Ao comentar a iniciativa “Shield of the Americas”, lançada em março de 2026, na Flórida, sem a participação de Brasil, México e Colômbia, Alcides Costa Vaz afirmou que não vê risco imediato de ofensiva militar dos Estados Unidos contra o território brasileiro. Ainda assim, ele disse que a classificação das facções como terroristas “traz um risco sim à soberania”, mesmo sem apontar um cenário de curto prazo para intervenção armada. Segundo o professor, a pressão atual se conecta a uma estratégia mais antiga dos Estados Unidos de militarizar o enfrentamento ao tráfico de drogas, ao terrorismo e ao crime organizado.

O especialista também relacionou esse contexto à visita anunciada de Darren Beattie, conselheiro sênior para Políticas sobre o Brasil no Departamento de Estado dos EUA, ao ex-presidente Jair Bolsonaro (PL) na prisão. Para ele, o gesto integra um movimento mais amplo de pressão política. “Sim. E de articulações políticas visando, de alguma forma, a cantonar o governo brasileiro, colocar o governo brasileiro numa posição defensiva nesse tema. E é uma coisa incomum que uma instalação presidiária sirva de palco de articulações políticas internacionais”, afirmou.

Darren Beattie, assessor de Donald Trump. Foto: reprodução

Na entrevista, Alcides Costa Vaz avaliou ainda a atuação da diplomacia brasileira diante das pressões recentes do governo Trump, do tarifaço ao debate sobre facções criminosas. Segundo ele, o Itamaraty tem atuado de forma adequada até aqui. “Na minha avaliação ela atua relativamente bem. Nós conseguimos, de alguma forma, mitigar os efeitos do tarifaço, levar o governo norte-americano também a retroceder do próprio tarifaço, e temos essa perspectiva de uma visita de Estado do presidente Lula”, disse.
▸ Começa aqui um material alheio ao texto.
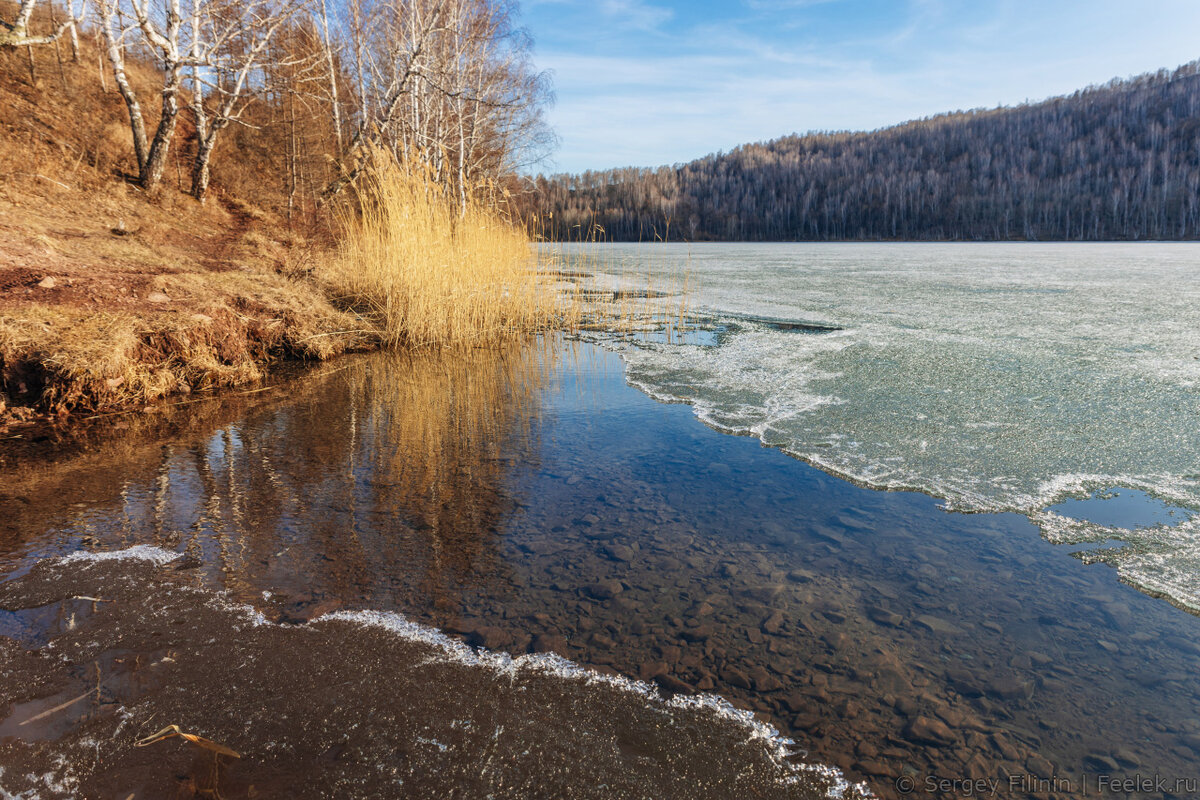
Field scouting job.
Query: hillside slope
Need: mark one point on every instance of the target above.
(111, 296)
(1120, 161)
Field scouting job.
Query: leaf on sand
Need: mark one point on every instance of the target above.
(201, 741)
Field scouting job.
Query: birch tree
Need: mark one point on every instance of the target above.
(161, 26)
(228, 43)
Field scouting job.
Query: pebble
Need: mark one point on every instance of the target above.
(773, 624)
(619, 552)
(885, 617)
(1039, 767)
(673, 685)
(936, 625)
(737, 678)
(1101, 764)
(604, 589)
(925, 731)
(550, 643)
(493, 638)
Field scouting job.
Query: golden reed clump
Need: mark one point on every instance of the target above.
(429, 266)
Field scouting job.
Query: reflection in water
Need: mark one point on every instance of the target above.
(383, 476)
(531, 506)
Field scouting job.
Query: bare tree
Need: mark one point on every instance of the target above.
(228, 44)
(16, 34)
(161, 26)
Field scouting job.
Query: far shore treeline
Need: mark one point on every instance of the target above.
(1113, 162)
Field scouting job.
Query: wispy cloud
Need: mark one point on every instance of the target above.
(646, 84)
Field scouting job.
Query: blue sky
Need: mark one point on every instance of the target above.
(658, 82)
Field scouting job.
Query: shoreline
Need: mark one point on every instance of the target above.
(871, 627)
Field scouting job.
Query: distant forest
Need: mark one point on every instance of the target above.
(1120, 161)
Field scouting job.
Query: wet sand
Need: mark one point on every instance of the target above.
(342, 707)
(538, 504)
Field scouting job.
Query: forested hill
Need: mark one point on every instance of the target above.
(1113, 162)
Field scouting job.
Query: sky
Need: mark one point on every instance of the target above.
(658, 82)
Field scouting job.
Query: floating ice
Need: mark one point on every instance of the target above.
(139, 553)
(995, 377)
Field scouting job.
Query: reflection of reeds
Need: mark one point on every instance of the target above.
(443, 431)
(389, 470)
(616, 292)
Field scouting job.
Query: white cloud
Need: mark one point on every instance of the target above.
(678, 94)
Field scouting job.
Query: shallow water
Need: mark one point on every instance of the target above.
(537, 503)
(1003, 377)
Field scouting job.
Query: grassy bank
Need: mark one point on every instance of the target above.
(113, 298)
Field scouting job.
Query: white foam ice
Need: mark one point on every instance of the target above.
(777, 746)
(995, 377)
(150, 553)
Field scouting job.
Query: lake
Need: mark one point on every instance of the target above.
(378, 558)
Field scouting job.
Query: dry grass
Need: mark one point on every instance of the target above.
(430, 271)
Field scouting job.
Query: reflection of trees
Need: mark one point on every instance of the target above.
(382, 476)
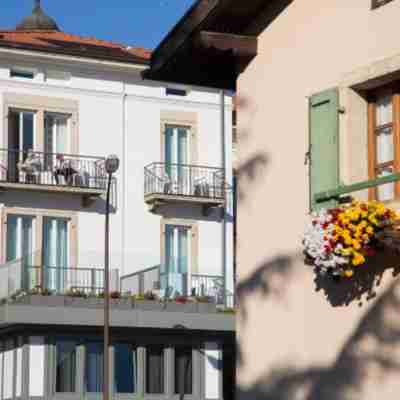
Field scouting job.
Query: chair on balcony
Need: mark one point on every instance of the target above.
(30, 169)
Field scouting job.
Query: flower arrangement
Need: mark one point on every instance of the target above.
(338, 241)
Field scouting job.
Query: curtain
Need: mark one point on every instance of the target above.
(94, 367)
(183, 370)
(155, 370)
(12, 240)
(125, 369)
(66, 366)
(385, 144)
(169, 151)
(183, 250)
(183, 173)
(13, 146)
(27, 133)
(55, 252)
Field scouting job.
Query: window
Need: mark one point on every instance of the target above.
(65, 366)
(378, 3)
(175, 92)
(183, 370)
(125, 368)
(155, 370)
(384, 124)
(176, 266)
(94, 367)
(20, 238)
(21, 73)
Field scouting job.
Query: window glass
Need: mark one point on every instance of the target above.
(66, 366)
(183, 370)
(155, 370)
(94, 367)
(125, 368)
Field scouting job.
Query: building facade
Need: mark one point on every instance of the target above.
(66, 103)
(317, 110)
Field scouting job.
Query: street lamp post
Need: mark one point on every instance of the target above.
(111, 166)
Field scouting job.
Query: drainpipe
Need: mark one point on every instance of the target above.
(124, 168)
(223, 149)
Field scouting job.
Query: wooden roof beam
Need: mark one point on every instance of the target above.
(241, 46)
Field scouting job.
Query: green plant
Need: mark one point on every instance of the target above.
(76, 293)
(204, 299)
(227, 310)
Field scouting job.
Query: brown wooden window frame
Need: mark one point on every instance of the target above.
(373, 167)
(379, 3)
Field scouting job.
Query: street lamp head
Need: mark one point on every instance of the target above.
(112, 164)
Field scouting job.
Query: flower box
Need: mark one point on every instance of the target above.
(206, 308)
(148, 305)
(40, 300)
(189, 307)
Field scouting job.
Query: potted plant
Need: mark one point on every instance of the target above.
(148, 301)
(181, 304)
(205, 304)
(39, 297)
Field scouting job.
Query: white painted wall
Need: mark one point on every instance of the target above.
(135, 232)
(213, 371)
(36, 366)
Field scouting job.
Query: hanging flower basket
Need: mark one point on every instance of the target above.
(339, 241)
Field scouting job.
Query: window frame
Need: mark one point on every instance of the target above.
(77, 369)
(373, 167)
(379, 3)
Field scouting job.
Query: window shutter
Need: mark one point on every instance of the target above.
(324, 145)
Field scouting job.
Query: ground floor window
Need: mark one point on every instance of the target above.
(183, 370)
(155, 370)
(94, 367)
(66, 366)
(125, 368)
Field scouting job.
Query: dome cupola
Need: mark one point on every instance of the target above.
(37, 21)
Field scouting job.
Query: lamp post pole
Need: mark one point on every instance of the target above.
(111, 164)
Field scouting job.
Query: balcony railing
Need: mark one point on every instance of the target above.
(16, 276)
(182, 181)
(55, 170)
(150, 280)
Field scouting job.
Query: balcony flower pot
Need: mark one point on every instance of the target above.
(188, 307)
(122, 303)
(40, 300)
(148, 305)
(206, 308)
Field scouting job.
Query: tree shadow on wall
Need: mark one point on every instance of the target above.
(363, 286)
(369, 350)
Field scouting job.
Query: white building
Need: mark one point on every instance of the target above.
(66, 103)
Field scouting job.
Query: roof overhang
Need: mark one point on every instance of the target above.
(213, 43)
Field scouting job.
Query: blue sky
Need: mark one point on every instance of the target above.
(140, 23)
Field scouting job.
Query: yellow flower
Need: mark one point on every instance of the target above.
(348, 273)
(358, 259)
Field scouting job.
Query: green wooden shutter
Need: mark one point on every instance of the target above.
(324, 145)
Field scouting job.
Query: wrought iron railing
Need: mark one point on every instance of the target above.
(150, 279)
(52, 169)
(184, 180)
(18, 276)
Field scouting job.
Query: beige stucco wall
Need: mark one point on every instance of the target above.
(295, 342)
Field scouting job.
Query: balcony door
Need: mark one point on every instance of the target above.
(21, 139)
(55, 252)
(20, 244)
(176, 266)
(177, 158)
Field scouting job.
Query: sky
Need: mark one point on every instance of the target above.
(140, 23)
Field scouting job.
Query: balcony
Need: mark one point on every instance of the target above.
(184, 184)
(154, 279)
(19, 277)
(50, 172)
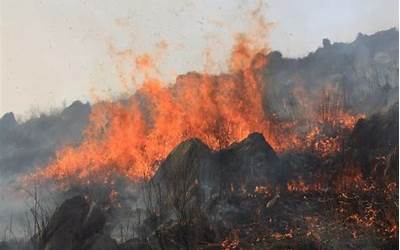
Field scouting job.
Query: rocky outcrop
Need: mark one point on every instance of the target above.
(362, 76)
(375, 145)
(76, 225)
(32, 143)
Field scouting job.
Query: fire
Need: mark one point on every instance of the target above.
(131, 137)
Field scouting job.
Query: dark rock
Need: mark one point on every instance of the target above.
(375, 145)
(75, 225)
(134, 244)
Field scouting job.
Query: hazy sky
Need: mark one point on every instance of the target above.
(54, 52)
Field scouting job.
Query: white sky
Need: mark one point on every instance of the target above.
(55, 52)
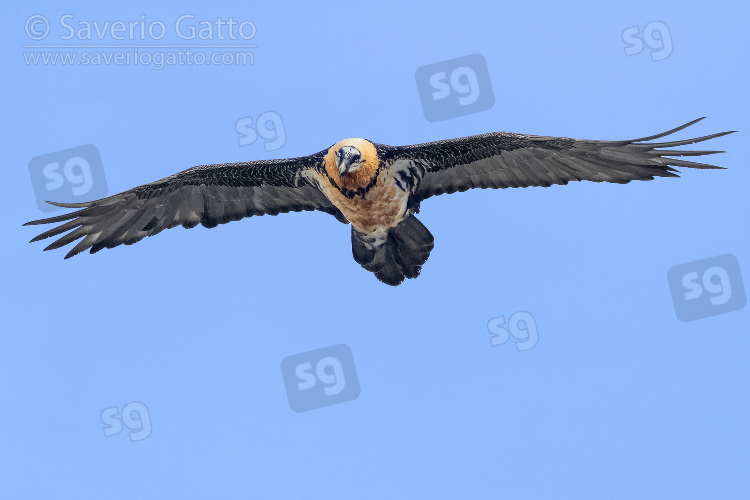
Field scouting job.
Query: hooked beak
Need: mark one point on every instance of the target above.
(346, 158)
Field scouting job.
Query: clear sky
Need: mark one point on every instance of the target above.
(580, 341)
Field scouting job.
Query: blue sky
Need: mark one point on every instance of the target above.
(617, 398)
Ele ponderou, porém, que, neste tema específico, a disposição dos Estados Unidos para recuar pode ser menor.

Ao tratar das vulnerabilidades brasileiras, o professor citou o uso de serviços da Starlink pelo Exército Brasileiro em operações e exercícios em áreas remotas. Para ele, a dependência da estrutura da empresa de Elon Musk representa fragilidade estratégica. “É uma imensa vulnerabilidade do Brasil. Uma vulnerabilidade que pode ser explorada sob a forma de ameaças”, afirmou. Segundo o professor, o cenário atual reforça a necessidade de ampliar investimentos em defesa, modernizar equipamentos e reduzir a dependência externa em áreas consideradas críticas para a soberania nacional.